For children impacted by foster care, support for the entire family is needed.

By Terri Sorensen, CEO, Friends of the Children

A recent Washington Post editorial outlined struggles for youth aging out of foster care, highlighting that there are more than 437,000 children in the foster care system. To make things worse, this number has seen a 10 percent increase since 2012.

Children being separated from their parents is one of the most traumatic events a family can go through. Entering the foster care system is yet another traumatic event. In early development, this kind of adversity is called an adverse childhood experience, or an ACE, which research has shown to follow children into adulthood, impacting their long-term mental and physical health.

A new study funded by the Annie E. Casey Foundation and conducted at the University of Washington and Washington State University-Vancouver shows that there is hope for youth in foster care through Friends of the Children’s long-term mentoring model and other mentoring programs.

In 2014 we began working directly with child welfare systems in five cities to select children for our program. We pair each child with a salaried, professional mentor called a Friend who stays with them from kindergarten through graduation – 12+ years, no matter what. Our model is now being sought after by foster care agencies nationwide because it has shown to be a promising solution to gaps in support for youth in and aging out of foster care.

The report highlights four promising themes that are working with the Friends of the Children model, which has implications for other organizations:

Advocating for and connecting with families by empowering them with tools to navigate complex systems, connecting with needed services and supports, and building connections among providers and stakeholders in families’ lives; building knowledge and skills through strengthening social-emotional skills that promote positive behavior and family stability; creating relational support by providing role models, along with providing consistency and stability; and providing general support like navigating crises and connecting families to resources.

The outcomes speak for themselves. Youth in the program who have experienced foster or kinship care achieve the program’s long-term outcomes at the same rate as youth in the program who have not experienced foster care:

  • 83 percent graduate from high school (the graduation rate for youth in foster care hovers around 55 percent);
  • 93 percent avoid the juvenile justice system; and
  • 98 percent avoid early parenting.

This data shows not only the impact that one caring adult can have in a child’s life, but it also paints a picture of the strength and resilience of children. With long-term, consistent support and love, even the children facing the toughest challenges can tap into the extraordinary potential that they already have.

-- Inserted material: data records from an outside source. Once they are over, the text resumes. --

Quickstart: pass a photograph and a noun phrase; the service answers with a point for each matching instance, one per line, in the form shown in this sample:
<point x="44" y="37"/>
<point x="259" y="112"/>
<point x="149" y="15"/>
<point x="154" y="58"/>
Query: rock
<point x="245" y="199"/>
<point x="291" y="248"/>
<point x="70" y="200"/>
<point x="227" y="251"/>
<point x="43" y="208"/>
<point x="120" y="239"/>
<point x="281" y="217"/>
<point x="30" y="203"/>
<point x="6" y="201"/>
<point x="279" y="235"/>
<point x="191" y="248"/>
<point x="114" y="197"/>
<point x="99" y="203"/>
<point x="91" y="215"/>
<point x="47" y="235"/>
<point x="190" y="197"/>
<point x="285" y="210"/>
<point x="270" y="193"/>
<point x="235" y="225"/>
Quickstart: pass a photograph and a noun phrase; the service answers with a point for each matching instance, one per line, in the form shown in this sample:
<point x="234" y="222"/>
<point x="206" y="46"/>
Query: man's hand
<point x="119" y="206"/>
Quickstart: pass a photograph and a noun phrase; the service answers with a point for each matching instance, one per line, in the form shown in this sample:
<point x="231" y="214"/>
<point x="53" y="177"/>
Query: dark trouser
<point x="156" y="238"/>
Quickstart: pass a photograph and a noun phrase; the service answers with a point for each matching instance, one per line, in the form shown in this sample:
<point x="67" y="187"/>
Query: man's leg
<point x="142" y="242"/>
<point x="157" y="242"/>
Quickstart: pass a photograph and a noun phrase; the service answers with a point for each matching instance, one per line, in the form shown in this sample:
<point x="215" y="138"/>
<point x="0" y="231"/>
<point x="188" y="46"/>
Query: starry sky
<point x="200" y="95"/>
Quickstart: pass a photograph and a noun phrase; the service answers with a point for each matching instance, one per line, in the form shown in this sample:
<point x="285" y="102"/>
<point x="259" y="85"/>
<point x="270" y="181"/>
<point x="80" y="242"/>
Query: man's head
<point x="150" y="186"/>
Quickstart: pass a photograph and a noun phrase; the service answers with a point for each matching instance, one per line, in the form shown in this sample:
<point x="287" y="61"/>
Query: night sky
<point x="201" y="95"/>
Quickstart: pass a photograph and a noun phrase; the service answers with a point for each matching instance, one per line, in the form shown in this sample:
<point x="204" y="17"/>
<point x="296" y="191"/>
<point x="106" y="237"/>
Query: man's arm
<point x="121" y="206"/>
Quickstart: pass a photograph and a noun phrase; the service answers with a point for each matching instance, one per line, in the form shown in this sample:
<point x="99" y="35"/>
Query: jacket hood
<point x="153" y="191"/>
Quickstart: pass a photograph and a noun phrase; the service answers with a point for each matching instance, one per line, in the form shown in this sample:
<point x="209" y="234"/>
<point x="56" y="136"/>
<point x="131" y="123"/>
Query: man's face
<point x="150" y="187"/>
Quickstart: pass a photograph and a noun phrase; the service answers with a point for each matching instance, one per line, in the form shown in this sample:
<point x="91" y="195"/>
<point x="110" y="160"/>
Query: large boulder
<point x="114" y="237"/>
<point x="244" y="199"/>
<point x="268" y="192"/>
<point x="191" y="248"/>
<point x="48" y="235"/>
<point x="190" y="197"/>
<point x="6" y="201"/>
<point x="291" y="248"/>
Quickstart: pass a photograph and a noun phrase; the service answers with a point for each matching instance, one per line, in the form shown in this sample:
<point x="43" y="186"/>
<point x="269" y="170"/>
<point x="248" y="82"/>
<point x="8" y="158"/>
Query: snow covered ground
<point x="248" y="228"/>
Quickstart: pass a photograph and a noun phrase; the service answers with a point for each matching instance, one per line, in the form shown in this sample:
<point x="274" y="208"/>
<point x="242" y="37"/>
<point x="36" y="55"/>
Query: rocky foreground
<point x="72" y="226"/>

Long-term, consistent support through mentoring is also extremely beneficial to the families (both biological and foster care parents) of youth in foster care. This study showed that with the trained help and knowledge of each of our professional mentors, families are wrapped around another support system which helps them cope through challenges, feel less isolated and more connected to community services.

Building on the model’s foster care results, we are piloting a new “Two-Generation” approach in Los Angeles and New York City, where we are selecting the children of parents who have been impacted by foster care. Research shows when a child does better, a parent does better.

The findings from the study contain other valuable insights for other mentoring programs or therapeutic settings interested in providing more holistic family support within the mentoring context. The study also included recommendations for strengthening, expanding or adding “more” of something that a Friend was already doing, rather than suggesting new responsibilities. One example was providing parents/caregivers the opportunity to connect with other parents/caregivers whose children are in the program.

Every child in foster care needs to have a Friend, or a consistent, caring adult for their entire childhood—from kindergarten through high school graduation. It could change the face of the foster care system as we know it. More importantly, it can empower entire families to move beyond their circumstances and thrive together.